Theodore Thomas MacDonald established T. T. MacDonald in London in 1938, to publish cheap hardback editions of novels. A printing company, Purnell and Sons, took over the firm in 1940, and in October 1942 it became Macdonald and Company (Publishers). Some popular novels published by Macdonald achieved outstanding commercial success, notably Kathleen Windsor's Forever Amber in 1945, and many of the novels of Catherine Cookson. During the 1950s and 1960s the company greatly expanded its publishing lists by purchasing a number of other publishing houses, including Sampson, Low, Marston and Company. While continuing its traditional line of fiction, the company also became a general hardback publisher. In 1973 a paperback subsidiary, Futura, was founded.
MacDonald was the first publisher of the early work of Randolph Stow, and had a best-seller with Colleen McCullough's The Thorn Birds in 1977.

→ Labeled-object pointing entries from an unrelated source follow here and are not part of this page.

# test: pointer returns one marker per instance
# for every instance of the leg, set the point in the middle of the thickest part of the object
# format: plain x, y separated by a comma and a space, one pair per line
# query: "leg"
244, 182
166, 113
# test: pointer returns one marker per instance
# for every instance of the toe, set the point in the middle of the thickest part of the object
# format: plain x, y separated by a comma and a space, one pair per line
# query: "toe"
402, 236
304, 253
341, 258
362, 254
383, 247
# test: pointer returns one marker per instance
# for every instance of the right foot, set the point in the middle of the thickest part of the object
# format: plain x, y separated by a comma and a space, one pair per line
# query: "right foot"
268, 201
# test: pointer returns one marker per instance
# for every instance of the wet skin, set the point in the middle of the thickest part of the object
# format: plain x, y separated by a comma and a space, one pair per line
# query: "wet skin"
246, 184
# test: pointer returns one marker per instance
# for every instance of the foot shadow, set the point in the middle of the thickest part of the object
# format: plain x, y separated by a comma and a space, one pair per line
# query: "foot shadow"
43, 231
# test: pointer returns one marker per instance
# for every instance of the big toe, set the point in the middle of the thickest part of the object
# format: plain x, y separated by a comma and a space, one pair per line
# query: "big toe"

Purnell merged with Hazell Sun in 1964 to become the British Printing Corporation (BPC), the parent company for its publishing interests. Robert Maxwell took over BPC in 1982, which in 1987 became Maxwell Communication Corporation (MCC) and Maxwell Pergamon Publishing Corporation (MPPC, from 1991 Maxwell Macmillan Publishing Corporation). Macdonald continued as a general hardback publisher, and as a paperback publisher with the imprints Futura, Optima, Orbit, Sphere, Cardinal and Abacus. With the dissolution of the Maxwell publishing empire in 1992, these imprints ceased or were scattered among other publishing groups.